Events

Young women still pegged back by social barriers

Published in Express Tribune, October 12, 2017
 
Nearly 22 million girls in the country between the ages of 10 and 19 years of age are still facing multiple social barriers and access to education due to long-standing issues of poverty, cultural norms and even geographical isolation.
However, some organisations are doing more than just talking about the problem, and are challenging some of these issues head-on.
With October 11 marking the International Day of the Girl Child, an event was held in the capital by the US Embassy and USAID on Wednesday to highlight how local organisations throughout the country were improving the lives of girls through the Small Grants and Ambassador’s Fund Programme (SGAFP).

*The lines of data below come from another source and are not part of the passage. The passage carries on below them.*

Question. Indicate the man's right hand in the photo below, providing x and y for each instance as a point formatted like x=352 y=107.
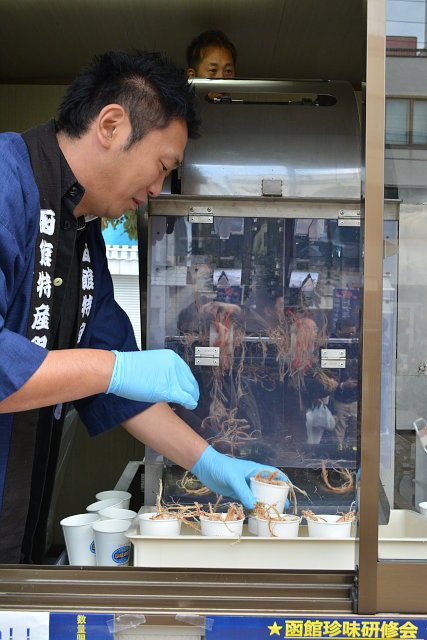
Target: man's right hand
x=158 y=375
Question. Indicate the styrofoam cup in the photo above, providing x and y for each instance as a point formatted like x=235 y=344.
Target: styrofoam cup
x=124 y=496
x=271 y=494
x=287 y=528
x=328 y=527
x=253 y=525
x=222 y=528
x=168 y=526
x=117 y=513
x=97 y=506
x=79 y=538
x=111 y=543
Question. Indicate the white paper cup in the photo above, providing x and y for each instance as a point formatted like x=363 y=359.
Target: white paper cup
x=116 y=513
x=97 y=506
x=159 y=527
x=272 y=494
x=253 y=525
x=328 y=527
x=279 y=528
x=112 y=544
x=123 y=497
x=221 y=528
x=79 y=538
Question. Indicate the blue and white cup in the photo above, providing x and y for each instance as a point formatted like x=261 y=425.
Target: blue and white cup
x=112 y=545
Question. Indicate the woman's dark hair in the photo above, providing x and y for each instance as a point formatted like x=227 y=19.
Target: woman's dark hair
x=151 y=89
x=207 y=39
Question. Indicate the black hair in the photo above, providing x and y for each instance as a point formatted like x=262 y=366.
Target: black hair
x=213 y=38
x=151 y=89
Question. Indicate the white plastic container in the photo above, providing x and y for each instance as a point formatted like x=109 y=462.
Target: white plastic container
x=79 y=538
x=422 y=506
x=328 y=526
x=253 y=525
x=272 y=494
x=287 y=528
x=168 y=526
x=223 y=528
x=116 y=513
x=122 y=496
x=95 y=507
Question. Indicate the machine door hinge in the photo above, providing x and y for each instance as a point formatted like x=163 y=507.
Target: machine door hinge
x=349 y=218
x=332 y=358
x=201 y=215
x=207 y=356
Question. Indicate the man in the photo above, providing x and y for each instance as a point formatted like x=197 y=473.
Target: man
x=123 y=126
x=211 y=55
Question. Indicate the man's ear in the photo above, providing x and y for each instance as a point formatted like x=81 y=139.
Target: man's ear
x=110 y=119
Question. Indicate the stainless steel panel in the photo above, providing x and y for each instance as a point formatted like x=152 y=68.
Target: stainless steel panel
x=313 y=150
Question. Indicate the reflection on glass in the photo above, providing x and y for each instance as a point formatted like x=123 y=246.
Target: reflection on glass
x=403 y=465
x=270 y=294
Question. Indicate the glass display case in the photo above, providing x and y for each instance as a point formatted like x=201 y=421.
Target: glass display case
x=266 y=313
x=254 y=279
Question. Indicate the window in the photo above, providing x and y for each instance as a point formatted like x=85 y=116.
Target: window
x=406 y=121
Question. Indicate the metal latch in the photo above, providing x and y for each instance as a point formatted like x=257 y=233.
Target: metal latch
x=271 y=187
x=201 y=215
x=207 y=356
x=332 y=358
x=349 y=218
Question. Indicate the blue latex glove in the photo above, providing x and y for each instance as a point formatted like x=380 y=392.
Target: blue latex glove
x=230 y=476
x=159 y=375
x=356 y=500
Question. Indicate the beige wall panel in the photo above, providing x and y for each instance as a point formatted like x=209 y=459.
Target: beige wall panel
x=23 y=106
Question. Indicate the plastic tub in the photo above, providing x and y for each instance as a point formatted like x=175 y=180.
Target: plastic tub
x=223 y=528
x=328 y=526
x=168 y=526
x=287 y=528
x=274 y=495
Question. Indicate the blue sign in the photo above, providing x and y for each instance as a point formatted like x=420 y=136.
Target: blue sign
x=81 y=626
x=315 y=628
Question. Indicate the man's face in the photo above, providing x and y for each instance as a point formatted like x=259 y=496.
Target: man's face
x=216 y=62
x=128 y=177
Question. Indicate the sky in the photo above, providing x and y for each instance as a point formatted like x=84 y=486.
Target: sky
x=407 y=18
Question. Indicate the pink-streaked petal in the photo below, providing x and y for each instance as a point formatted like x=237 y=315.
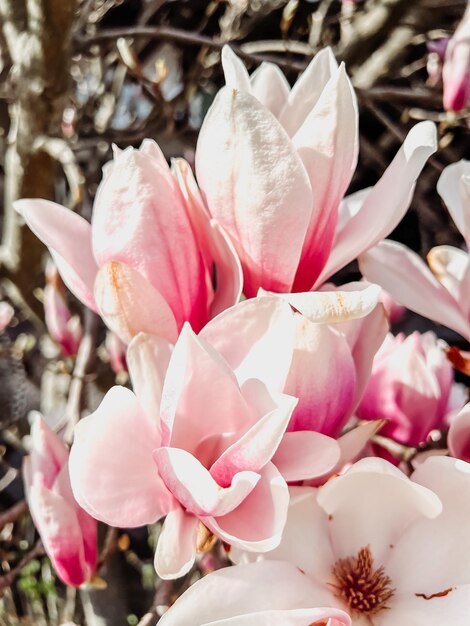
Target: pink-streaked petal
x=116 y=443
x=217 y=249
x=251 y=177
x=193 y=486
x=148 y=357
x=454 y=188
x=257 y=523
x=458 y=438
x=235 y=72
x=140 y=219
x=68 y=237
x=233 y=591
x=451 y=267
x=365 y=336
x=307 y=525
x=256 y=447
x=129 y=304
x=176 y=547
x=48 y=453
x=293 y=617
x=264 y=328
x=6 y=315
x=322 y=375
x=331 y=307
x=392 y=194
x=371 y=505
x=306 y=455
x=408 y=279
x=60 y=532
x=412 y=563
x=328 y=144
x=201 y=396
x=270 y=86
x=307 y=89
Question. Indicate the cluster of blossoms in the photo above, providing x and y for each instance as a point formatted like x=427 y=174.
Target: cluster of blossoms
x=248 y=415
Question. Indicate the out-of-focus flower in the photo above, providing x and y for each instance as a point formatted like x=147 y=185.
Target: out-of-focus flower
x=68 y=533
x=273 y=165
x=369 y=541
x=63 y=327
x=409 y=386
x=441 y=293
x=259 y=594
x=146 y=261
x=6 y=315
x=197 y=448
x=456 y=70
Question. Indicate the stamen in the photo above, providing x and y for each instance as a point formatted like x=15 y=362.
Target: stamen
x=364 y=589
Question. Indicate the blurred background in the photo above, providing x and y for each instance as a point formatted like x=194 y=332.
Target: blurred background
x=77 y=77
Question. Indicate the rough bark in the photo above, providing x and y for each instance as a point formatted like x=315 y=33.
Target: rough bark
x=38 y=35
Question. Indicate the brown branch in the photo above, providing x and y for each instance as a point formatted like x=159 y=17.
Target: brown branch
x=13 y=513
x=8 y=579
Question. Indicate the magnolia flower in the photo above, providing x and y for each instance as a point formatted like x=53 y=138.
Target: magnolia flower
x=409 y=386
x=68 y=533
x=146 y=261
x=6 y=314
x=384 y=548
x=441 y=293
x=456 y=69
x=252 y=595
x=62 y=326
x=196 y=447
x=274 y=164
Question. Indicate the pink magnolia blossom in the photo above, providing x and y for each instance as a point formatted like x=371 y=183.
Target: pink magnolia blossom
x=274 y=164
x=68 y=533
x=145 y=263
x=196 y=448
x=441 y=291
x=410 y=386
x=62 y=326
x=387 y=549
x=252 y=595
x=456 y=69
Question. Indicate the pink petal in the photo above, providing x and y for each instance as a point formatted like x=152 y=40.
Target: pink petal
x=322 y=375
x=264 y=328
x=404 y=275
x=245 y=527
x=328 y=144
x=176 y=547
x=193 y=486
x=68 y=237
x=201 y=396
x=213 y=242
x=251 y=177
x=307 y=90
x=116 y=443
x=129 y=304
x=306 y=455
x=270 y=87
x=234 y=591
x=257 y=446
x=148 y=357
x=454 y=188
x=392 y=194
x=458 y=438
x=393 y=502
x=60 y=532
x=140 y=219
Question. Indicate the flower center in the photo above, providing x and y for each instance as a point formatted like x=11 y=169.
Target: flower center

“When girls are educated, they can make better futures for themselves, their families, their communities, and their countries,” said US Ambassador David Hale. 

 “The United States government invests heavily in educating and enabling girls; and through the SGAFP, the American people have worked with Pakistani NGOs to improve the lives of over a million Pakistani women,” he added.

A documentary, “Second Chance at Hope,” was also screened which narrated the story of 288 girls in a remote area of Jafarabad in Balochistan where the local high school is too far.

Students from the USAID-supported Anjuman Nawjawanan Charsadda performed the national anthem in sign language.

Girls from a USAID supported orphanage presented a tableau performance on Allama Iqbal’s poem “Lab Pai Ati Hai Dua.”

Although the grants listed under this programme are called ‘small’, their impact is enormous, said Saeed Ashraf Siddiqi, chief party of USAID SGAFP.

 

"USAID/Pakistan has, in cooperation with the USAID Office of Inspector General, established the Anti-Fraud Hotline to provide an avenue for the reporting of fraud, waste, and abuse which may be associated with USAID funded projects in Pakistan. Complaints are handled with complete confidentiality and individuals are encouraged to report when corruption, fraud, waste or abuse may exist in the USAID/Pakistan projects. Reports can be filed anonymously via the easy-to-use Hotline (Toll free number 0800 84700); e-mail at complaints@anti-fraudhotline.com; fax at 021-35390410; postal address at 5-C, 2nd Floor Khayban-e-Ittehad, Phase VII, DHA, Karachi, Pakistan; and on the website www.anti-fraudhotline.com."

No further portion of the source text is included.